Data Warehouse:
proposal & implementation
- Architect
- Data Engineer
In today's data-driven world, organizations rely heavily on accurate and accessible data to make informed decisions and gain a competitive edge. As the only Data Scientist at Sonova AC US, I embarked on a groundbreaking data engineering project that aimed to revolutionize how data was managed and utilized within the Alpaca Audiology Brand of Sonova AC US. This endeavor addressed critical challenges surrounding data reliability, integrity, accessibility, and Alpaca's reliance on a third-party analytics provider, ultimately resulting in a robust data warehouse solution.

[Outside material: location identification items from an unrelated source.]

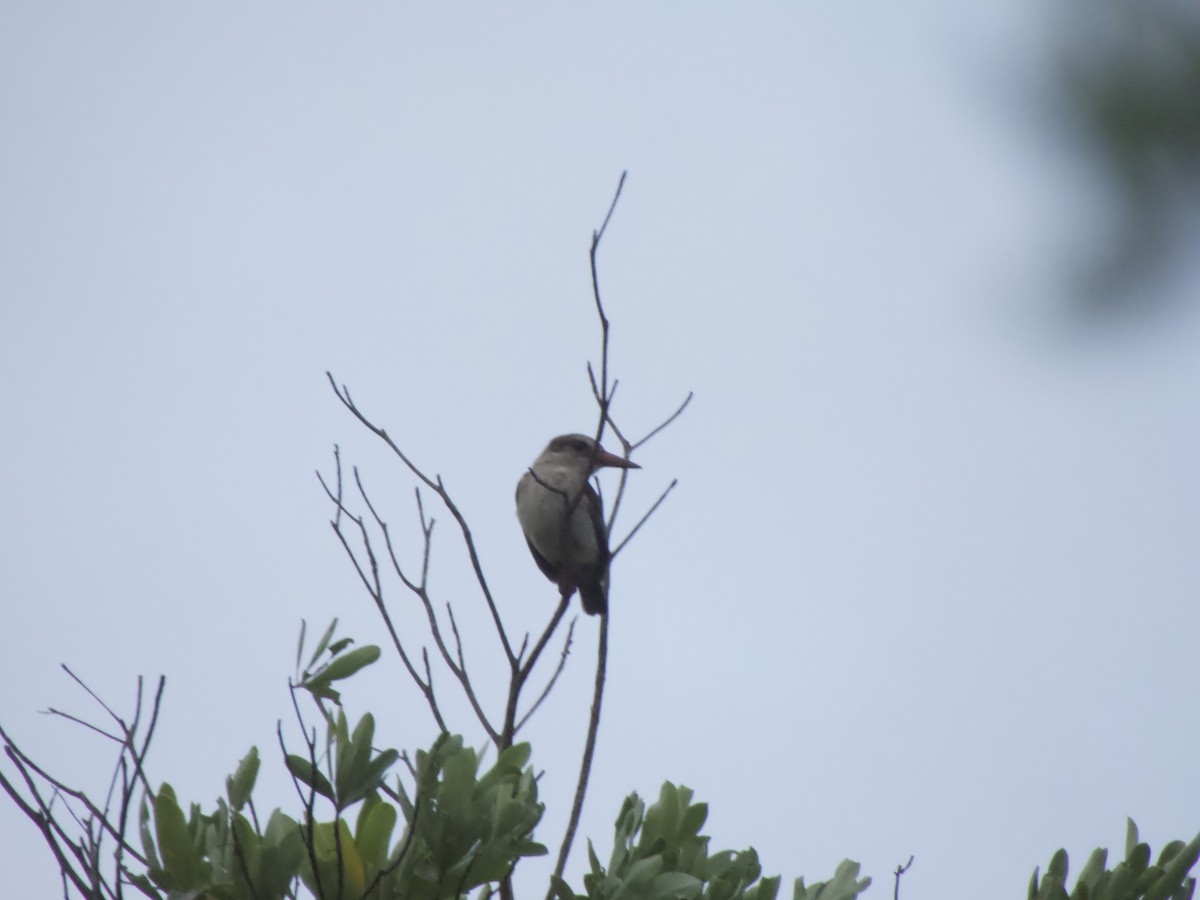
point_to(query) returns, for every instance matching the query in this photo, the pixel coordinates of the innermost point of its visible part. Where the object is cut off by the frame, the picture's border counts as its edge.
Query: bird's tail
(594, 598)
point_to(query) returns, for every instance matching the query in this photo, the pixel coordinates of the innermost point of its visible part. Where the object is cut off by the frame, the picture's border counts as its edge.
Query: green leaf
(304, 771)
(240, 785)
(1092, 870)
(1175, 871)
(304, 629)
(375, 834)
(323, 643)
(348, 664)
(562, 891)
(676, 885)
(1131, 837)
(180, 858)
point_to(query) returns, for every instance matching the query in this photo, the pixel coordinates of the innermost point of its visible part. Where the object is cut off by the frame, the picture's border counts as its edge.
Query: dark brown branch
(553, 678)
(439, 489)
(372, 582)
(900, 870)
(521, 673)
(588, 751)
(646, 516)
(460, 669)
(665, 423)
(310, 799)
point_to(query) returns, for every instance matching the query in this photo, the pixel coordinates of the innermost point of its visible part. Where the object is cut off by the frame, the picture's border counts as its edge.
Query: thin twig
(553, 678)
(436, 485)
(900, 870)
(645, 517)
(588, 751)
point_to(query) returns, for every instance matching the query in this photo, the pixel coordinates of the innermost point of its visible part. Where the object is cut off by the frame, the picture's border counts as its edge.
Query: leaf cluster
(1133, 879)
(660, 855)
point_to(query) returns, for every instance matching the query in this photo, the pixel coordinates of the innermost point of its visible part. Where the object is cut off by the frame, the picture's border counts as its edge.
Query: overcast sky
(928, 582)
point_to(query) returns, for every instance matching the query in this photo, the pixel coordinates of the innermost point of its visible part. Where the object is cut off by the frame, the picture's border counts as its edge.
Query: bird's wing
(595, 513)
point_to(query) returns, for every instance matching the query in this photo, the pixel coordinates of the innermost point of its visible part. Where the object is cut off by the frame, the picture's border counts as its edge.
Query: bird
(562, 517)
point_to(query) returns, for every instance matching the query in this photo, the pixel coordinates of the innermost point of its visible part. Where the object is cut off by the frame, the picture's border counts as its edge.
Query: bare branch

Before embarking on this project, Sonova AC US, particularly the Alpaca Audiology brand, faced many issues that hindered its ability to leverage data effectively. Data was scattered across multiple sources and systems, making the integration and consolidation process complex and error-prone. Moreover, the organization heavily relied on external partners for data analytics and business intelligence, leading to limited control and frequent delays in accessing crucial insights.
Recognizing the pressing need for a robust data infrastructure, I built a comprehensive data warehouse to revolutionize how Alpaca Audiology managed and utilized its data. The overarching objective was to establish a centralized repository to serve as the authoritative source of truth, ensuring data reliability, integrity, and accessibility throughout the organization.
Play-by-play
January / 2023
Planning future Analytics for US Marketing Latest
After the success with the Data Warehouse and the integrations with global dashboards, I began to work with the Marketing Team in the US to develop new processes that would allow us to create on-demand dashboards that are always up-to-date by being integrated directly with the Data Warehouse.

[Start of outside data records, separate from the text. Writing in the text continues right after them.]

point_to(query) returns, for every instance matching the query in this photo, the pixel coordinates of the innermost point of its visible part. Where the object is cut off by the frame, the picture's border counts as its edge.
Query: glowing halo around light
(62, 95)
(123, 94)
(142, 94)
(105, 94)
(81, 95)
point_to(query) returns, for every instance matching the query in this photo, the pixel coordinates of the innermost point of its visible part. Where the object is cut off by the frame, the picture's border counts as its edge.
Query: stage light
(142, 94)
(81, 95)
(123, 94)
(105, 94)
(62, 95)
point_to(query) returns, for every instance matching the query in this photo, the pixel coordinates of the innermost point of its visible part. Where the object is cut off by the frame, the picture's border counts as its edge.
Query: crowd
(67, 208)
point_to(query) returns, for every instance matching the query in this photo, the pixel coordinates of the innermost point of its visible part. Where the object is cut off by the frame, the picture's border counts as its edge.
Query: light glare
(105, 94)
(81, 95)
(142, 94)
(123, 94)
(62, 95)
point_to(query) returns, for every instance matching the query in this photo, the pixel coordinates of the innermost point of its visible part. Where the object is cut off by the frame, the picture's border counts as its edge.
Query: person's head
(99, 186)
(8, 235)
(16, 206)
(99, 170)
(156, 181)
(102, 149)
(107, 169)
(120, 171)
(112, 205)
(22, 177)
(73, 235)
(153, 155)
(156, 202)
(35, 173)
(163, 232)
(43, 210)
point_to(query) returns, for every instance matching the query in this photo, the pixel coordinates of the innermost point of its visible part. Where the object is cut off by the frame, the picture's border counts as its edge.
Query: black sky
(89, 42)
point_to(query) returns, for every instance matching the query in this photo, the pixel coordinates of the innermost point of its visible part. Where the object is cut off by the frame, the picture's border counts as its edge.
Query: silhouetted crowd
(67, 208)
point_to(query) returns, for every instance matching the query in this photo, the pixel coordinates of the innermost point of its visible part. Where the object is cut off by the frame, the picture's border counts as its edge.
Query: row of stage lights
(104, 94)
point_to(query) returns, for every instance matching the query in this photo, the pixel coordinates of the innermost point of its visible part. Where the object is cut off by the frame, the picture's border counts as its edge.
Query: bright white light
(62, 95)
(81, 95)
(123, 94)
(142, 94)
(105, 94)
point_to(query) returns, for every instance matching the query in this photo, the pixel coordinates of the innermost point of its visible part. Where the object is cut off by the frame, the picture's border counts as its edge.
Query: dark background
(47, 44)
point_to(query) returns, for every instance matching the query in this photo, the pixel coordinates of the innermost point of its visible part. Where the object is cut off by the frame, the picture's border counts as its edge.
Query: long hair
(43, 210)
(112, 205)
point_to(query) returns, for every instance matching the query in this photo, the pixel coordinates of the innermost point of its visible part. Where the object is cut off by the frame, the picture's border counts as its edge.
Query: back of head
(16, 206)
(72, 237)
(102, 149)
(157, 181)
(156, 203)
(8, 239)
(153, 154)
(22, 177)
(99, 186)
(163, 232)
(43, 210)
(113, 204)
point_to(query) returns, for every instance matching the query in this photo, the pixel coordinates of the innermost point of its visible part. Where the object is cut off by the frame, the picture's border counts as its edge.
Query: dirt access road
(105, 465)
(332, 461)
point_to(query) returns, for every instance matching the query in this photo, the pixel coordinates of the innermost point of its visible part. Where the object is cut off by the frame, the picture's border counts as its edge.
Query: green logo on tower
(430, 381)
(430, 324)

Integrations with Global Dashboards
After deploying the resources, we began integrating the new Data Warehouse with the global Sonova infrastructure to allow for on-demand dashboards.
Cloud Access
After many months of waiting, I finally got the required permissions to deploy the Data Warehouse onto Sonova's Azure account.
November / 2022
Building
With access to the data, I started implementing schemas and the code to process the data using dbt, Prefect, and Airbyte.
October / 2022
Partial Access
After requesting access, I received access to the data but without the needed infrastructure to fully deploy the planned data warehouse.
September / 2022
Requesting access to the data and infrastrucutre
To kickstart the project, a crucial step was requesting access to the necessary data sources and infrastructure. Given that our data in the US was stored and managed by our external partners. I had to request access to the data and get the appropriate access to Azure to implement the planned changes.
August / 2022
Research
Guided by the goal of building a scalable and efficient Data Infrastructure, with the restriction that it had to be hosted through Microsoft Azure, I began researching how to best create a Data Warehouse given our limitations.

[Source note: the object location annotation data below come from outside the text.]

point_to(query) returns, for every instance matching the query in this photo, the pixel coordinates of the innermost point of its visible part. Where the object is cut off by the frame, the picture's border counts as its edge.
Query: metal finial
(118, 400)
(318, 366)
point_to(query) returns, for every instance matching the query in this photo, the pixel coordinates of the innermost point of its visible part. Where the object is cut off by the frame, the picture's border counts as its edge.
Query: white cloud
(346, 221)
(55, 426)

After careful evaluation, I determined that implementing an Extract-Load-Transform (ELT) process through the combination of dbt, Prefect, Airbyte, Azure Data Factory, and Azure Synapse would provide the best solution. This approach offered several advantages, including developing reliable, self-documented code and establishing robust data replication mechanisms with the ability to iterate on Machine Learning models and Dashboards quickly through Synapse Analytics.
Delays, and Unreliable data
After repeated delays, many bugs found, recieving documentationless data, and finding issues with the integrity and quality of the data we received from our third-party analytics providers. I decided to take the initiative and work on centralizing, cleaning, and operationalizing our data.